Earlier research has uncovered the somewhat surprising role that gum disease may play in the development of Alzheimer’s disease. A significant study published back in January shone a light on a little bacterium called Porphyromonas gingivalis (Pg), responsible for a common form of gum disease, demonstrating how infection in mouse models can see it take hold in the brain and cause the kind of neuronal damage seen in Alzheimer’s patients.

Now researchers from the University of Louisville School of Dentistry and Poland’s University in Krakow have followed this line of investigation further.
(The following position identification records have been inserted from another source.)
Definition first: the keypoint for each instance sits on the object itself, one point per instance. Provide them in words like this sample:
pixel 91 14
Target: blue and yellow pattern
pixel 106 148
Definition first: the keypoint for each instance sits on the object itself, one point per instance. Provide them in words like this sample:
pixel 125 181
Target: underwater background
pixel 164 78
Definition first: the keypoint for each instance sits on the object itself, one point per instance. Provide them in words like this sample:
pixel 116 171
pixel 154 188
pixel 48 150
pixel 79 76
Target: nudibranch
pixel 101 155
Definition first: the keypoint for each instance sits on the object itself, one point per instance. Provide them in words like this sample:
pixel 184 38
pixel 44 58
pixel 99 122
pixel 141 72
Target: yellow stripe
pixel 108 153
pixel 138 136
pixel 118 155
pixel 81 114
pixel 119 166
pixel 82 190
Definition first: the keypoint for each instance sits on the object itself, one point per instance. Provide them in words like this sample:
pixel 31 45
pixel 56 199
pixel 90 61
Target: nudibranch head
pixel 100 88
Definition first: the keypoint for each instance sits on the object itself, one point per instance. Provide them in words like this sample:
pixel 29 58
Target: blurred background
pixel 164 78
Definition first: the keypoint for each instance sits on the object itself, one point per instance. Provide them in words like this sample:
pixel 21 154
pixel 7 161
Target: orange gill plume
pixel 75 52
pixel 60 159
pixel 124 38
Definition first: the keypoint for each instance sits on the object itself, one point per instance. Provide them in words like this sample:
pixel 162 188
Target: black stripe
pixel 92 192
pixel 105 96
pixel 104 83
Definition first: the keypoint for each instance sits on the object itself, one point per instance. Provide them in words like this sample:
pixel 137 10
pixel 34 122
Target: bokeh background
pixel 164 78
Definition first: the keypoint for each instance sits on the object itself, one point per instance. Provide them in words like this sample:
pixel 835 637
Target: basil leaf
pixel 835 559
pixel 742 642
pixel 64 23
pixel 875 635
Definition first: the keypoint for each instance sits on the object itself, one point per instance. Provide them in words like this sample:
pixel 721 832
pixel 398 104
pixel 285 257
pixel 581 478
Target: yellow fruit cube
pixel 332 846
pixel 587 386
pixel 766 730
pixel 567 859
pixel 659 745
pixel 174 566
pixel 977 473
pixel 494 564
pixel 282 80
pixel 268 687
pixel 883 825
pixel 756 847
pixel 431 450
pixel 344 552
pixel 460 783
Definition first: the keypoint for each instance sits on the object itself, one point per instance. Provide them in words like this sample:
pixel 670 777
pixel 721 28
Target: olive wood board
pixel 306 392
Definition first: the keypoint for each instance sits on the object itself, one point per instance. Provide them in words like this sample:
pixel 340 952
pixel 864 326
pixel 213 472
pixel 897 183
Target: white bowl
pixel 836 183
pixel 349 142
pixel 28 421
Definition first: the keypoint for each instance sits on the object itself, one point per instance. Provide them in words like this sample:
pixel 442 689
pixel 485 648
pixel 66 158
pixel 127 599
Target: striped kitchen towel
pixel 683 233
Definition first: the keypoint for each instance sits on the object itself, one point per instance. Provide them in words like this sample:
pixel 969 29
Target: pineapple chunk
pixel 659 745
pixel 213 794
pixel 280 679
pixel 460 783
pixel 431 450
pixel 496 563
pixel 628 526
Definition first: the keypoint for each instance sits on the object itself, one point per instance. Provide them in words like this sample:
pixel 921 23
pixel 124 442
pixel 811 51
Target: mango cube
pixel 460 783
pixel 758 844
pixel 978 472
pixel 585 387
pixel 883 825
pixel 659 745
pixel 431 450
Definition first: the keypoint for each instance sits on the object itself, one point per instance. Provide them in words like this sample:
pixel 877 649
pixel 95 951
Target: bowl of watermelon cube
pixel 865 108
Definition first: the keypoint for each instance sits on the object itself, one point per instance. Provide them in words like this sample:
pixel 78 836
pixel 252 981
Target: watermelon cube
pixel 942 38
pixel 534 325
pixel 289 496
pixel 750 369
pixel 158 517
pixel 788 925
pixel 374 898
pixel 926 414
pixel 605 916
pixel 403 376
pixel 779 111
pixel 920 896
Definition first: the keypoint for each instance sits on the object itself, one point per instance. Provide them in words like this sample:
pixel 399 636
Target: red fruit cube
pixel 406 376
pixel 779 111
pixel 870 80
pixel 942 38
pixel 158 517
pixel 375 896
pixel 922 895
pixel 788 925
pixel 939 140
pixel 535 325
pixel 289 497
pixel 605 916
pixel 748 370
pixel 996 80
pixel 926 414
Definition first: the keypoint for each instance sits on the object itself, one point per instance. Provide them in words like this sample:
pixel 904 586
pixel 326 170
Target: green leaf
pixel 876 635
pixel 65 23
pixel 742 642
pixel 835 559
In what they describe as the strongest evidence of this link yet, the scientists explored the relationship between Pg and Alzheimer’s by examining brain samples of deceased subjects, both with and without the disease.

All subjects were around the same age when they died, but the team found Pg to be much more common in the samples taken from those with Alzheimer’s, with its DNA fingerprint and key toxins called gingipains revealing its presence. Interestingly, these toxins are also linked with other conditions, such as rheumatoid arthritis and aspiration pneumonia, suggesting staving them off could have a multitude of health benefits.

“Oral hygiene is very important throughout our life, not only for having a beautiful smile but also to decrease the risk of many serious diseases,” says Jan Potempa, PhD, DSc, a professor at the University of Louisville School of Dentistry and head of the department of microbiology at Jagiellonian University in Krakow, Poland. “People with genetic risk factors that make them susceptible to rheumatoid arthritis or Alzheimer’s disease should be extremely concerned with preventing gum disease.”

In terms of developing drugs to intervene in the pathway of Pg to the brain, the wheels are already very much in motion. Private company Cortexyme, which was behind the research published in Science Advances earlier in the year, demonstrated that its compound COR388 could block gingipain activity in mice and cut down on symptoms of Alzheimer’s, including reducing neuroinflammation and blocking amyloid protein production.

This experimental drug is currently in phase 1 clinical trials, with phase 2 and 3 human trials planned for later in the year. Cortexyme says the early signs are promising but it will take years before solid evidence can be gathered on the true validity of this young and promising hypothesis.

P. gingivalis‘s main toxins, the enzymes the bacterium need to exert its devilish tasks, are good targets for potential new medical interventions to counteract a variety of diseases,” says Potempa. “The beauty of such approaches in comparison to antibiotics is that such interventions are aimed only at key pathogens, leaving alone good, commensal bacteria, which we need.”

The researchers presented their work at the 2019 Experimental Biology meeting between April 6 and 9 in Orlando, while an abstract of the paper is available online here.